California Hit With Wild Weather


California is undergoing some of the worst weather disasters the state has ever seen.

The oceanside counties of Santa Cruz, Monterey, and Santa Barbara, all of which lie between San Francisco and Los Angeles, have borne the brunt of the impact so far.

Nearly 100,000 people have been put under evacuation orders or warnings in California. More than 220,000 utility customers were without power in the state, according to Brian Ferguson, a spokesman for the Governor’s Office of Emergency Services, as reported by the Los Angeles Times.

This is not the first time California has dealt with storms so devastating. In January 1983, multiple storms destroyed buildings along the Southern California coast, and in January 1997, an atmospheric river in Sacramento and the Central Valley caused damages that topped $3 billion.

In central California’s Calaveras county, a tornado with 90 m.p.h. winds uprooted a barn. There have been over 500 reported mudslides across California in the last few weeks. More than 500 landslides occurred across the state since Dec. 30, with piles of dirt and rocks blocking roads and power outages due to fallen trees, according to the U.S. Geological Survey.

“Towering piles of rock and mud reach over 40 feet tall in some locations, blocking access to roadways and leaving residents isolated to the canyon,” the sheriff’s office said.

The state is dealing with flooding and power outages due to the storms. On January 14, President  Biden declared the storms a major disaster and ordered federal aid to supplement local recovery efforts in affected areas. 41 of the 58 counties have been approved or emergency declarations. It is believed total repairs could reach as much as $1 billion, according to the Los Angeles Times.

On January 19, President Biden travelled to Northern California to see the damage done and he promised the federal government would assist the state for the recovery effort. Biden said, “While the situation is still treacherous, we are cautiously optimistic that the worst part is behind.”

Jeremy Dube, a junior from Redondo Beach, California, shared the affects of the storms on where he is from.

“There’s been extremely heavy rain and some of the strongest winds the coastline has seen in a long time,” he said. “The waves have been enormous too.

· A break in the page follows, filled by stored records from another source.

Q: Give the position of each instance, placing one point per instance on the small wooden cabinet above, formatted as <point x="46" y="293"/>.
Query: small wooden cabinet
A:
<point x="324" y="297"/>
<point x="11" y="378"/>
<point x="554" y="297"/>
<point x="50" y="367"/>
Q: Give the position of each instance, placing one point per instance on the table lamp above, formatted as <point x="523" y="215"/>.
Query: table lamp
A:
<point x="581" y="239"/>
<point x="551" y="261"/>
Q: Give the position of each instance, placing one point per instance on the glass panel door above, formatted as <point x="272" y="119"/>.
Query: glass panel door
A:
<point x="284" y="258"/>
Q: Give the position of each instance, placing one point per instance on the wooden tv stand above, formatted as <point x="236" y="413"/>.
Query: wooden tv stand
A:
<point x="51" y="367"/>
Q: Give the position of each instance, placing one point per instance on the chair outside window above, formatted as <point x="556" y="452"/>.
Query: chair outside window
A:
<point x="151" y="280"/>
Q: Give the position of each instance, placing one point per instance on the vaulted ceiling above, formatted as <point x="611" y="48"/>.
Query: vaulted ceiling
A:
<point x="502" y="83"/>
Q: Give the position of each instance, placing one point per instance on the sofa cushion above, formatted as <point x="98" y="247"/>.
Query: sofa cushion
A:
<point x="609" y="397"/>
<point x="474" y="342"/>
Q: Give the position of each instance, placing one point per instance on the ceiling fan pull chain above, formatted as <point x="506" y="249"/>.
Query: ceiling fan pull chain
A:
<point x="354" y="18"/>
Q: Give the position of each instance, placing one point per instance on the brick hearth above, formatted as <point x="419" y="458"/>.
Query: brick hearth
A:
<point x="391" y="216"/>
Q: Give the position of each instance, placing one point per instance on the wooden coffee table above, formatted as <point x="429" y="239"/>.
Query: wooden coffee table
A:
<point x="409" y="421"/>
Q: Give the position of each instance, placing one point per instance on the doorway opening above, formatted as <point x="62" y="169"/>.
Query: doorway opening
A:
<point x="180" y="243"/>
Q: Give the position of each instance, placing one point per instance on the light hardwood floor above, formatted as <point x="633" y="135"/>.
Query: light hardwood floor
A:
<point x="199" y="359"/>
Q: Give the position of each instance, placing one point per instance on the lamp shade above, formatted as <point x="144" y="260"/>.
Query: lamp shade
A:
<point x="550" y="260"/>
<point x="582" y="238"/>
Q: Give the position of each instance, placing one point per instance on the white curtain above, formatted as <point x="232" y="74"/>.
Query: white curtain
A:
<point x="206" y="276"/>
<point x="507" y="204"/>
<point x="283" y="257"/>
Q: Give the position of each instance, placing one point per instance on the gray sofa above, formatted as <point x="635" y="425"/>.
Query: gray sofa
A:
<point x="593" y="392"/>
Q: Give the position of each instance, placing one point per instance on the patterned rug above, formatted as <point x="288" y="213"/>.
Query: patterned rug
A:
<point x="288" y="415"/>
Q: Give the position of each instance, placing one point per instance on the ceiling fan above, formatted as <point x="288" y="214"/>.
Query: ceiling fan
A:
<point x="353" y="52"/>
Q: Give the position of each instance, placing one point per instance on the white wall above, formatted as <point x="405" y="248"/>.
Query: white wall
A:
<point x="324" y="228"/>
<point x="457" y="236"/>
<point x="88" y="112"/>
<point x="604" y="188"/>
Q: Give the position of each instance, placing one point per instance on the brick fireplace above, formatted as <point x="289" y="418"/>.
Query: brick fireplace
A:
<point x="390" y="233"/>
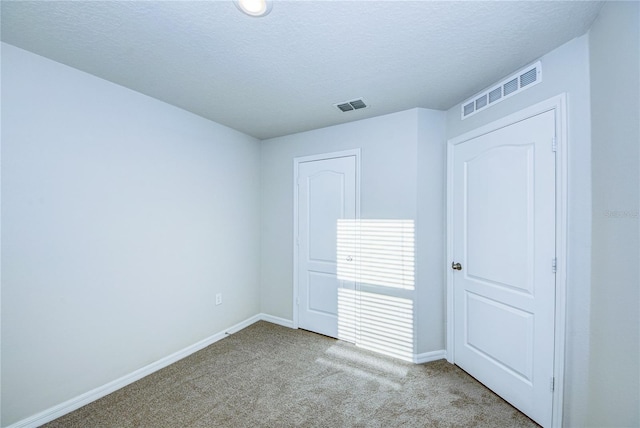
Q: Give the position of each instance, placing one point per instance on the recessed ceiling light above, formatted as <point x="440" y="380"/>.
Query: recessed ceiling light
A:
<point x="254" y="8"/>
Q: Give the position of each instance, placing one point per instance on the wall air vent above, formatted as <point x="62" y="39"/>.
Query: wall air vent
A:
<point x="351" y="105"/>
<point x="524" y="79"/>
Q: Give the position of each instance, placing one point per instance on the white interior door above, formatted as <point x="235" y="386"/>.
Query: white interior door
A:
<point x="326" y="193"/>
<point x="504" y="239"/>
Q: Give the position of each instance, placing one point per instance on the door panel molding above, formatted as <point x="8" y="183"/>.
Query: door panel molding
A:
<point x="296" y="166"/>
<point x="556" y="104"/>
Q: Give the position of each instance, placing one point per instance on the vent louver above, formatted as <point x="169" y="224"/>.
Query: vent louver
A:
<point x="524" y="79"/>
<point x="351" y="105"/>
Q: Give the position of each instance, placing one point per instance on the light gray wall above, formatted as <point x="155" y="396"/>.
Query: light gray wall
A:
<point x="614" y="388"/>
<point x="122" y="217"/>
<point x="389" y="190"/>
<point x="564" y="70"/>
<point x="431" y="231"/>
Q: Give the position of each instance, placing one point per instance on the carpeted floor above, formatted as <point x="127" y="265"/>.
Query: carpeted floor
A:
<point x="272" y="376"/>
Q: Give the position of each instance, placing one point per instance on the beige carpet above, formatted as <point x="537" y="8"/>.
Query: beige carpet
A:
<point x="272" y="376"/>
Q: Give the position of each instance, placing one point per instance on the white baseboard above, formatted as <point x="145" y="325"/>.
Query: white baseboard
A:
<point x="429" y="356"/>
<point x="97" y="393"/>
<point x="276" y="320"/>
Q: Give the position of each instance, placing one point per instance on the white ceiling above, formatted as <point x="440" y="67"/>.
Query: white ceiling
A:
<point x="282" y="73"/>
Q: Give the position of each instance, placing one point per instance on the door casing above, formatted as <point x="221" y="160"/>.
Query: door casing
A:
<point x="296" y="163"/>
<point x="558" y="105"/>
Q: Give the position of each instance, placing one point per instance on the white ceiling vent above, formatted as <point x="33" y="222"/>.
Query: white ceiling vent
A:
<point x="524" y="79"/>
<point x="351" y="105"/>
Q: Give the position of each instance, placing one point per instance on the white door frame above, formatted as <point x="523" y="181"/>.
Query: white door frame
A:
<point x="558" y="105"/>
<point x="296" y="163"/>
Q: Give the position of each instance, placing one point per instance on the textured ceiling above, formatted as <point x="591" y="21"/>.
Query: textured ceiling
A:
<point x="282" y="73"/>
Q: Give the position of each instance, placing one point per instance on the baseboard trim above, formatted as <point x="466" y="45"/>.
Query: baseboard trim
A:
<point x="83" y="399"/>
<point x="69" y="406"/>
<point x="427" y="357"/>
<point x="276" y="320"/>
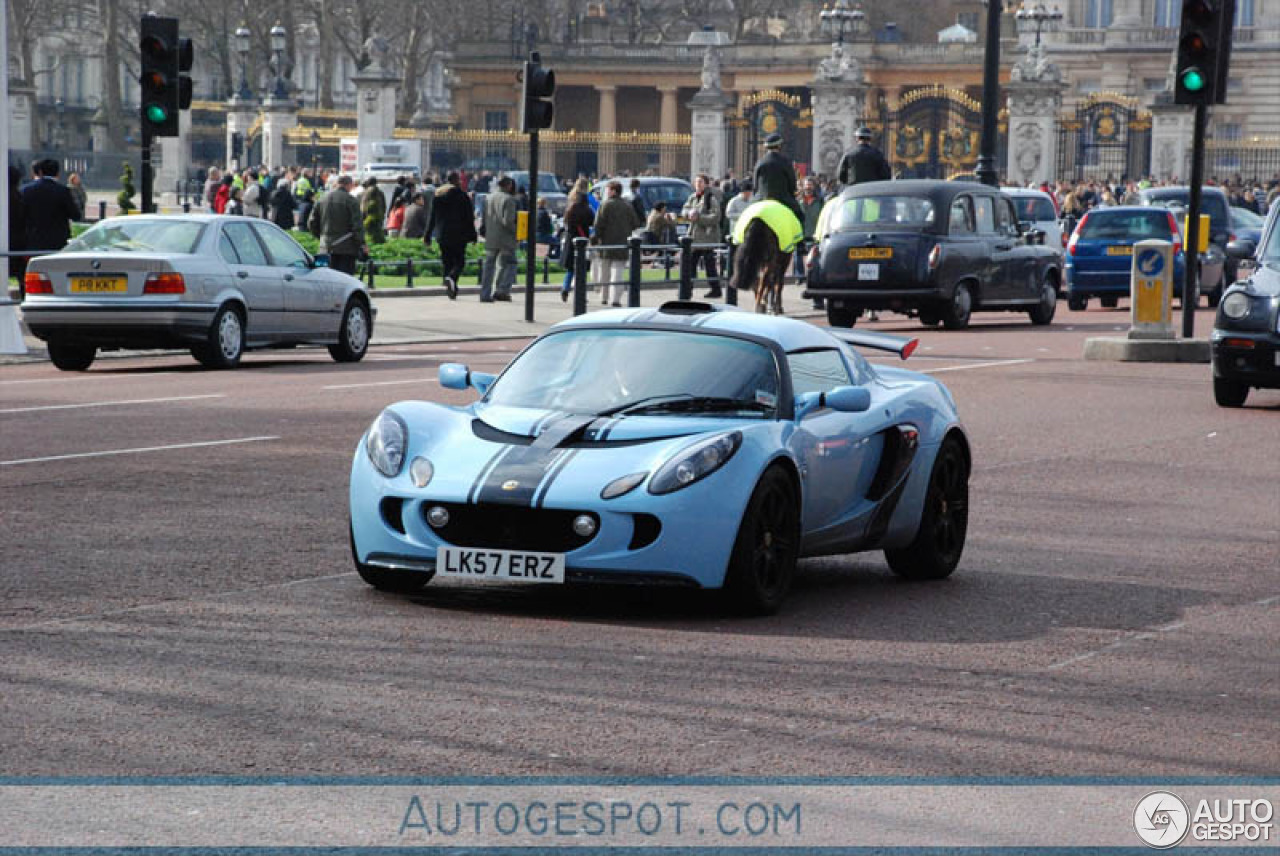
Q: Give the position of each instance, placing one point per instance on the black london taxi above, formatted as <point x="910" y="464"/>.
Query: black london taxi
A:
<point x="933" y="250"/>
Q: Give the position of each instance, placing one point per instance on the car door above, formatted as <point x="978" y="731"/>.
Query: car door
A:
<point x="255" y="277"/>
<point x="999" y="247"/>
<point x="309" y="296"/>
<point x="830" y="447"/>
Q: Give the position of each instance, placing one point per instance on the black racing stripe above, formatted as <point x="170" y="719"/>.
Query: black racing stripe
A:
<point x="558" y="467"/>
<point x="485" y="470"/>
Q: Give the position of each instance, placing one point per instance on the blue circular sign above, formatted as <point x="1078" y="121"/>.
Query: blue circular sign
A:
<point x="1151" y="262"/>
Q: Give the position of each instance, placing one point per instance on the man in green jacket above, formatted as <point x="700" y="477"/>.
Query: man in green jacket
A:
<point x="337" y="221"/>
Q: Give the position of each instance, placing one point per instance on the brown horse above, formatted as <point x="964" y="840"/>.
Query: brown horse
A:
<point x="760" y="265"/>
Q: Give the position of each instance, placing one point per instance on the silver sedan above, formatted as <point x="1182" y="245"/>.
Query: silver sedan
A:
<point x="215" y="284"/>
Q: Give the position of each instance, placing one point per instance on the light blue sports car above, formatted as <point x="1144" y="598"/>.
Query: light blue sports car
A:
<point x="691" y="445"/>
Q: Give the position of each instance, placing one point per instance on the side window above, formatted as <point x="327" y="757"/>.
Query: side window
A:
<point x="227" y="251"/>
<point x="984" y="214"/>
<point x="247" y="247"/>
<point x="284" y="250"/>
<point x="961" y="216"/>
<point x="817" y="371"/>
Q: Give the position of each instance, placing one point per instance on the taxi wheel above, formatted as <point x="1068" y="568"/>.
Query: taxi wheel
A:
<point x="958" y="311"/>
<point x="387" y="578"/>
<point x="72" y="357"/>
<point x="944" y="521"/>
<point x="353" y="335"/>
<point x="767" y="546"/>
<point x="1229" y="393"/>
<point x="225" y="343"/>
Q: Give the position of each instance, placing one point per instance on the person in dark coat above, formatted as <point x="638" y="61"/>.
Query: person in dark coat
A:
<point x="50" y="210"/>
<point x="283" y="205"/>
<point x="776" y="177"/>
<point x="453" y="224"/>
<point x="865" y="163"/>
<point x="17" y="228"/>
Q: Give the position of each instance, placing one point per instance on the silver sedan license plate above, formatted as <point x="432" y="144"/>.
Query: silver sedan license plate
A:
<point x="507" y="566"/>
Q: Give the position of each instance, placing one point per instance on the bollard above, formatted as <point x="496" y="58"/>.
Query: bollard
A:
<point x="634" y="291"/>
<point x="730" y="292"/>
<point x="686" y="269"/>
<point x="580" y="275"/>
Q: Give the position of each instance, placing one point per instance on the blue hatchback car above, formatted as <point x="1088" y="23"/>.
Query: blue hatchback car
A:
<point x="1100" y="253"/>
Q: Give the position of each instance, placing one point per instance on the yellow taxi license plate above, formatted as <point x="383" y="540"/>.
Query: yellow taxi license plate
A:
<point x="100" y="284"/>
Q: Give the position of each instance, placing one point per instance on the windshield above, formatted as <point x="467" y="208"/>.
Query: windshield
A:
<point x="1125" y="225"/>
<point x="140" y="236"/>
<point x="592" y="371"/>
<point x="883" y="211"/>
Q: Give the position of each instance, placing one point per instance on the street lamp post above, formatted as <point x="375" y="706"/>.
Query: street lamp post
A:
<point x="986" y="170"/>
<point x="242" y="45"/>
<point x="279" y="39"/>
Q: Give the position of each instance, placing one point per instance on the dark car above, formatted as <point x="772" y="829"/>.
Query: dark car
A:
<point x="935" y="250"/>
<point x="1246" y="342"/>
<point x="1100" y="253"/>
<point x="1221" y="230"/>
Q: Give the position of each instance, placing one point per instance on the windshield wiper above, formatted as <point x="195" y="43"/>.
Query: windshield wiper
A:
<point x="694" y="403"/>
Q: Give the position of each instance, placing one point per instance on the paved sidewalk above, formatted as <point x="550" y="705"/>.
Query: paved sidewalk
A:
<point x="426" y="315"/>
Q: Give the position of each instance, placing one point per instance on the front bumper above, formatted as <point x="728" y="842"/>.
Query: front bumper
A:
<point x="1256" y="364"/>
<point x="137" y="324"/>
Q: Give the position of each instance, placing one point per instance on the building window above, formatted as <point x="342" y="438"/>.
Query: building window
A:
<point x="1097" y="13"/>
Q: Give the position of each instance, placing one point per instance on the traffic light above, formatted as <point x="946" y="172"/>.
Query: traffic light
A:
<point x="1203" y="51"/>
<point x="539" y="86"/>
<point x="159" y="77"/>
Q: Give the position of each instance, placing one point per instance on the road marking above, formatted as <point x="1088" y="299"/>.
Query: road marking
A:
<point x="379" y="383"/>
<point x="977" y="365"/>
<point x="135" y="401"/>
<point x="140" y="451"/>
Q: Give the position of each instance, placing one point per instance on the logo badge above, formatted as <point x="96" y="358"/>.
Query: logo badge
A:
<point x="1161" y="819"/>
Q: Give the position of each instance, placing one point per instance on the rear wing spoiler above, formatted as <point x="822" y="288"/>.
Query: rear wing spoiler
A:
<point x="901" y="346"/>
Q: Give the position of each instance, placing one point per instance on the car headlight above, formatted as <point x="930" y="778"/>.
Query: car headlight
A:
<point x="387" y="442"/>
<point x="695" y="463"/>
<point x="1237" y="306"/>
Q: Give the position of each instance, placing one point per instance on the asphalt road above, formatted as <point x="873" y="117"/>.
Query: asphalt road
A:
<point x="177" y="596"/>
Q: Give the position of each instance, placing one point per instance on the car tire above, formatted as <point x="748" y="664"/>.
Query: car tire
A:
<point x="1229" y="393"/>
<point x="767" y="546"/>
<point x="936" y="549"/>
<point x="1045" y="310"/>
<point x="71" y="357"/>
<point x="387" y="578"/>
<point x="353" y="334"/>
<point x="959" y="310"/>
<point x="225" y="343"/>
<point x="841" y="316"/>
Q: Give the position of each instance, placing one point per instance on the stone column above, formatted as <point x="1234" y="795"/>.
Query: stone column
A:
<point x="608" y="126"/>
<point x="279" y="115"/>
<point x="240" y="118"/>
<point x="1171" y="128"/>
<point x="1034" y="100"/>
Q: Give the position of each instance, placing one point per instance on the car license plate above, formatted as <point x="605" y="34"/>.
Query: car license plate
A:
<point x="100" y="284"/>
<point x="508" y="566"/>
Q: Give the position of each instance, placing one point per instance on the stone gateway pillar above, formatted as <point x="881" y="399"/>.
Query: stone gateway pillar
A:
<point x="1034" y="100"/>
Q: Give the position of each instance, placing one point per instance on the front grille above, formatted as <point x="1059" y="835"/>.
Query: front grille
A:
<point x="511" y="527"/>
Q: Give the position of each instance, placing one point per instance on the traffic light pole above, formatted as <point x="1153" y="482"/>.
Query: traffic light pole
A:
<point x="147" y="175"/>
<point x="531" y="230"/>
<point x="1191" y="284"/>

Some days waves are 10-12 feet. My parents have sent me pictures and the waves are washing up almost 150 feet further than they usually do.”

Atmospheric rivers, long and narrow bands of water vapor that form over an ocean and flow through the sky, are the cause of the flooding. There have been nine since they started late December, and at least 20 people have died.

After five years of withering drought, California has had a wet fall and early winter. About 18 percent of the state is now free of drought, according to the U.S. Drought Monitor. California has received an average of more than 9 inches of rainfall since late December, and some areas have already seen the amount of rain they typically get in the entire year, according to the National Weather Service.

Even with the more than typical amount of rainfall, California is still technically in a drought  due to the past three years being the state’s driest on record. In past years having a wet early winter means a long dry summer, so it seems to mean the state will most likely return to its dry state in a few months.